Let's get back where we left off with chapter 2 last time.
“It makes you miserable to care,” Seiji said.
“Only when the scale goes up,” I answered.
Seiji sighed. He didn't know what it felt like and there was no use explaining it to him really. I had tried and failed too many times. He didn't care about much. At least not about his appearance or anyone's opinion about mostly anything. Which was probably a really healthy and easy way to live but definitely not so great to communicate.
“So did you finish your poster?” He asked.
At least from time to time, he had the decency to change topic before I decided to pull out his eyeballs.
“Yes, I sent it to the printer before coming back and it should be delivered tomorrow morning. You want to see it?” I asked.
“Not really,” he said.
Then looked straight at me. That was his little game. It was sort of cute and annoying at the same time.
“You want to show it to me, don't you?” He said.

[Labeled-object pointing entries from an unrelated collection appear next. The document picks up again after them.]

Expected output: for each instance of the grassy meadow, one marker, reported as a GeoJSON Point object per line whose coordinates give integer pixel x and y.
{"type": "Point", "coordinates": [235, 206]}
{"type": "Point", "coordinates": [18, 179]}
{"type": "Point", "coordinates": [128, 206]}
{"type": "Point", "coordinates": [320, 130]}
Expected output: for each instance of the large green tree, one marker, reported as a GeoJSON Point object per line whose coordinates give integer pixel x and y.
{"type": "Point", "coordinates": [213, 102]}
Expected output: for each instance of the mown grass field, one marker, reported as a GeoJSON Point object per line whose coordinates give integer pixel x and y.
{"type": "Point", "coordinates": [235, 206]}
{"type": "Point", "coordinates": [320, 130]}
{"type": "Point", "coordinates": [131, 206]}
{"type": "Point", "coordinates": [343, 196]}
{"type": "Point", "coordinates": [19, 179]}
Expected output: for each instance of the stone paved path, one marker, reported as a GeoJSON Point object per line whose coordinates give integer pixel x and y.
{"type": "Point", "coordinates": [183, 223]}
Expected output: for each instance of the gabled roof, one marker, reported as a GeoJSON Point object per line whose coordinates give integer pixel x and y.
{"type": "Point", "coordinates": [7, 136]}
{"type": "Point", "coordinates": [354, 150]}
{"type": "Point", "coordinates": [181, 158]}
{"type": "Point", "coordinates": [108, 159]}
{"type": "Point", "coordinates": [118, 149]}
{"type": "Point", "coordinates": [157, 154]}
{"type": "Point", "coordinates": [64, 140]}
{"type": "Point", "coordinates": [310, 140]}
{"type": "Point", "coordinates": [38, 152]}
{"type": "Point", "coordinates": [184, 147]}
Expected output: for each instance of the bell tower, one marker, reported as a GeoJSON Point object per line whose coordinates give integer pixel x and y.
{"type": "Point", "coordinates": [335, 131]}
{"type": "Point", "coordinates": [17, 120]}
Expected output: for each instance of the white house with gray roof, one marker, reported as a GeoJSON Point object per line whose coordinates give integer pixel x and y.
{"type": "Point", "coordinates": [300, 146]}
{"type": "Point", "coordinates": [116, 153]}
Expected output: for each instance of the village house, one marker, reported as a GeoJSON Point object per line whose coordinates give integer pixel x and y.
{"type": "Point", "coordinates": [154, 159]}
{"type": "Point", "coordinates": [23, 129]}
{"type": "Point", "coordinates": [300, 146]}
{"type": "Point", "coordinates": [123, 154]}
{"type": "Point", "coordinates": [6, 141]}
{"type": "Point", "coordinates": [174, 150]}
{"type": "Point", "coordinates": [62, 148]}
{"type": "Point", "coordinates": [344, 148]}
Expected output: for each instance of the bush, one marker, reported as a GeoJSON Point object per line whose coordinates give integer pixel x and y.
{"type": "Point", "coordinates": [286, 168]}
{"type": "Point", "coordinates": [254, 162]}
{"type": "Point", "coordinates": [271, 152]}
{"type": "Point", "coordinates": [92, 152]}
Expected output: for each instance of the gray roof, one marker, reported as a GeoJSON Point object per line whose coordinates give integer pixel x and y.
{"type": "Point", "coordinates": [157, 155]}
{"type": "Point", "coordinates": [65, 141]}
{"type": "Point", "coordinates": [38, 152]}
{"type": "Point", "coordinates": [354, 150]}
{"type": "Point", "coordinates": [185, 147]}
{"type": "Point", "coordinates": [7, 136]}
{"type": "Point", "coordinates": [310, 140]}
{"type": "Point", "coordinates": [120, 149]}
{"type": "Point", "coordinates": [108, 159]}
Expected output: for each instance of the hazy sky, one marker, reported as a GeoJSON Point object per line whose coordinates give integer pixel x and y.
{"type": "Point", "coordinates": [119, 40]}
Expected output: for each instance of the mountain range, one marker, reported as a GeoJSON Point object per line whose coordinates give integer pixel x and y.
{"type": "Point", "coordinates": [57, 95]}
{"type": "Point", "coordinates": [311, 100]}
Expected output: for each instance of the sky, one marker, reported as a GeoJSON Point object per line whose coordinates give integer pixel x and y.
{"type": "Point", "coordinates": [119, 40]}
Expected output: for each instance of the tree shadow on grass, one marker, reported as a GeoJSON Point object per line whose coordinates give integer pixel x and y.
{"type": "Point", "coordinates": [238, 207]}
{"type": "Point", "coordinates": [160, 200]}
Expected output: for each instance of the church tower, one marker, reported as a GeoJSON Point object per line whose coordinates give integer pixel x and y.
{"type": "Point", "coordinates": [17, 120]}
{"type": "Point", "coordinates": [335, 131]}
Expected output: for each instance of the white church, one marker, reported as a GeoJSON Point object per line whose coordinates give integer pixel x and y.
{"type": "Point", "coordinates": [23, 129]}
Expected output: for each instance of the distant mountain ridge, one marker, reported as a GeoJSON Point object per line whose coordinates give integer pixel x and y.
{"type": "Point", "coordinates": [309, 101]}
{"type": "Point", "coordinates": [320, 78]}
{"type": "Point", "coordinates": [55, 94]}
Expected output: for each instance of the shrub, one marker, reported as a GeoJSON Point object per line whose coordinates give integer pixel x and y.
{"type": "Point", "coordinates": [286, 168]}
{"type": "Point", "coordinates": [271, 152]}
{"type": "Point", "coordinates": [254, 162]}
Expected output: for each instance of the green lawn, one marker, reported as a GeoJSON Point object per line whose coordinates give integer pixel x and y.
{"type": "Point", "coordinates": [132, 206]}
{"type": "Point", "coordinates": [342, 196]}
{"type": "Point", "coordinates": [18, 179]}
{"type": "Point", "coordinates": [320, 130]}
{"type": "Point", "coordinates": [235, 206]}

According to him, I should just tell him to look instead of politely ask if he wanted too. Because if I asked I was giving him a choice so he could refuse to see anything or read anything, the only thing he never refused was tasting the food, because that was something he really like.

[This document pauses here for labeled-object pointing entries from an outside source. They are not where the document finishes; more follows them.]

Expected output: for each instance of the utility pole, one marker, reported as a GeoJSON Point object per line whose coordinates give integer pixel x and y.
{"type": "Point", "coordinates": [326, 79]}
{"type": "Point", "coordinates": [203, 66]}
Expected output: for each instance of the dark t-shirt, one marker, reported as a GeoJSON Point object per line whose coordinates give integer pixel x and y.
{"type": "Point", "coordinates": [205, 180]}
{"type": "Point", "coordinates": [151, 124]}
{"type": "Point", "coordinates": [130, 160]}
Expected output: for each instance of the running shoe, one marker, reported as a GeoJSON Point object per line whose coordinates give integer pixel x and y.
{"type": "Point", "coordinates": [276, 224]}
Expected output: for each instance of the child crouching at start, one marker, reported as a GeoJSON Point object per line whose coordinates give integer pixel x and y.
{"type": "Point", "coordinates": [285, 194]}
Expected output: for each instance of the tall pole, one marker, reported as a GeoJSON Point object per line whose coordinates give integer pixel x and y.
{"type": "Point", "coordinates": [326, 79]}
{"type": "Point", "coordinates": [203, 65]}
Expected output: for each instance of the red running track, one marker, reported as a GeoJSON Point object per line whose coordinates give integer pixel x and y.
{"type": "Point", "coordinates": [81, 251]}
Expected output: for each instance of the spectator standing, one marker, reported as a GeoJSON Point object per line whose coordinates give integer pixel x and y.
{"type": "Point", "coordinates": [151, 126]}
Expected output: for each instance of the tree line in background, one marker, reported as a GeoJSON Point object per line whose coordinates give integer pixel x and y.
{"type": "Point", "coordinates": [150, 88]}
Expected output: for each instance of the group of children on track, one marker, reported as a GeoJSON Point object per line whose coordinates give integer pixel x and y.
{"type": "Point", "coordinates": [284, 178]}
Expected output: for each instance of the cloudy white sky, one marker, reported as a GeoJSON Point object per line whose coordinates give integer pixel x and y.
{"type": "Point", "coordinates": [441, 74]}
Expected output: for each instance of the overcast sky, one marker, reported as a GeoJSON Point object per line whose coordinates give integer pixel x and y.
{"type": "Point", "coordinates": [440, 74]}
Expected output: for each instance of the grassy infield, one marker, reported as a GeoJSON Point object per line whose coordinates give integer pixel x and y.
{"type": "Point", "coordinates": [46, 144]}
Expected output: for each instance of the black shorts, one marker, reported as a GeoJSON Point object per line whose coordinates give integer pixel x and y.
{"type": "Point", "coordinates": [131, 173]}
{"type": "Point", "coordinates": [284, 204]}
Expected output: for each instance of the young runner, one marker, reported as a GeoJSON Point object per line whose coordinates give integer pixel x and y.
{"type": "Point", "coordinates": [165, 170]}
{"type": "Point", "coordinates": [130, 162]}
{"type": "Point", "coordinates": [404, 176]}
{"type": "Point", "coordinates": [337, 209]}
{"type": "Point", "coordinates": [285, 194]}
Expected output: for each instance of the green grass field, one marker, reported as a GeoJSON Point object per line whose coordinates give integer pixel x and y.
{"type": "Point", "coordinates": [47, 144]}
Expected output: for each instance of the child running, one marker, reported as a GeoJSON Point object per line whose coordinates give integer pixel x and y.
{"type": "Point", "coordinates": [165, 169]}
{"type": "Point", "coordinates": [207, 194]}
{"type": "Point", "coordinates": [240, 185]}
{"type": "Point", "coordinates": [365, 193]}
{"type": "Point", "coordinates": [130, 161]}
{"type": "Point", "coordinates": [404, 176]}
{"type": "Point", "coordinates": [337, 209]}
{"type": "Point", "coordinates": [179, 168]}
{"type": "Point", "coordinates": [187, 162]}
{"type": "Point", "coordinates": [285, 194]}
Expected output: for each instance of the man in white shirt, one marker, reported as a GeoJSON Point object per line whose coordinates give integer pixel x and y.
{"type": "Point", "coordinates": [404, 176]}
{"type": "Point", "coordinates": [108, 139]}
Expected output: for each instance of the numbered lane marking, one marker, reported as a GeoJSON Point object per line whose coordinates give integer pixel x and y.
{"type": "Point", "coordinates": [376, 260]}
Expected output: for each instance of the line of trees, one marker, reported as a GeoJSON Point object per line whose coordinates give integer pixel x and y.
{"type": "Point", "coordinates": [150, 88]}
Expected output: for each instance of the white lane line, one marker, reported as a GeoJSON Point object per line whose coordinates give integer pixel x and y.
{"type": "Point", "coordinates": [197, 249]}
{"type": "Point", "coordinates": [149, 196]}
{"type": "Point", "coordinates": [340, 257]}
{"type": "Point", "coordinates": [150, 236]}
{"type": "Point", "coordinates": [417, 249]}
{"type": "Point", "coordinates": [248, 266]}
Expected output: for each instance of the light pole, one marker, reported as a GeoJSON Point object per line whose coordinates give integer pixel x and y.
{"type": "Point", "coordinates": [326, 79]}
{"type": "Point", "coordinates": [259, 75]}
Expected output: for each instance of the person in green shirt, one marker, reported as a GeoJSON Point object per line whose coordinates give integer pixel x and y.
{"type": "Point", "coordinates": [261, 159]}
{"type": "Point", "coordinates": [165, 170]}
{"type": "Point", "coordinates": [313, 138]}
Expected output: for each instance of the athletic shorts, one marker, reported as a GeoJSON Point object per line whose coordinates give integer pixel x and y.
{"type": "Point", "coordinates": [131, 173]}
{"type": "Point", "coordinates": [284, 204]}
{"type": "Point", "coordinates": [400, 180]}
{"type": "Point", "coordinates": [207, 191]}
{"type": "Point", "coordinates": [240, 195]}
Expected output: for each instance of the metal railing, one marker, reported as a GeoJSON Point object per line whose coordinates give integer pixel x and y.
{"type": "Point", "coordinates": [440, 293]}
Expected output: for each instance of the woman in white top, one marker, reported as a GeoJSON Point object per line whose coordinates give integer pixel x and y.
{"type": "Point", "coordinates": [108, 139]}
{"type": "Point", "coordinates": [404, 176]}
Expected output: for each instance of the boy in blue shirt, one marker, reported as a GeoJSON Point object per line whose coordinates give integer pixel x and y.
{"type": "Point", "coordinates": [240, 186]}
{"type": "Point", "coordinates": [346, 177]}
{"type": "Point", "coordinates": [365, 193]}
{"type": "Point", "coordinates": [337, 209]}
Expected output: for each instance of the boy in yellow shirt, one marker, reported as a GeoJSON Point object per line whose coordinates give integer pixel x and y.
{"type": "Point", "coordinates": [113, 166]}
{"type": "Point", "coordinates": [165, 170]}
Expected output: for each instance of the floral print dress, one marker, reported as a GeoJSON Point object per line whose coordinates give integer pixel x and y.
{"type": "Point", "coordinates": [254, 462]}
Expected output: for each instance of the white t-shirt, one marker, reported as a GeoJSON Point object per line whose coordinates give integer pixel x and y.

“But you don't want to see it, so that's fine.” I said.
He wasn't going to change, he was always going to try and have me just rush things at him and I wasn't going to change, I was always going to ask if he wanted to see it or not, just the part in me that needed to change was to be ok with any answer. And that was a difficult one. I wanted him to say yes, of course, I wanted him to be interested in what I was interested in. He was right in a way, if I didn't ask, I didn't put myself into harm's way. If I didn't ask but just showed what I needed him to see, I wasn't risking getting a “no, I don't want to see it” for an answer. But it was still hard, not to ask, not to try for that little dose of approval. And I realised that I had been looking for it all my life and my parents also answered “no”, “not now” and I wouldn't ask again, and they would forget and I would feel miserable because I never forgot anything.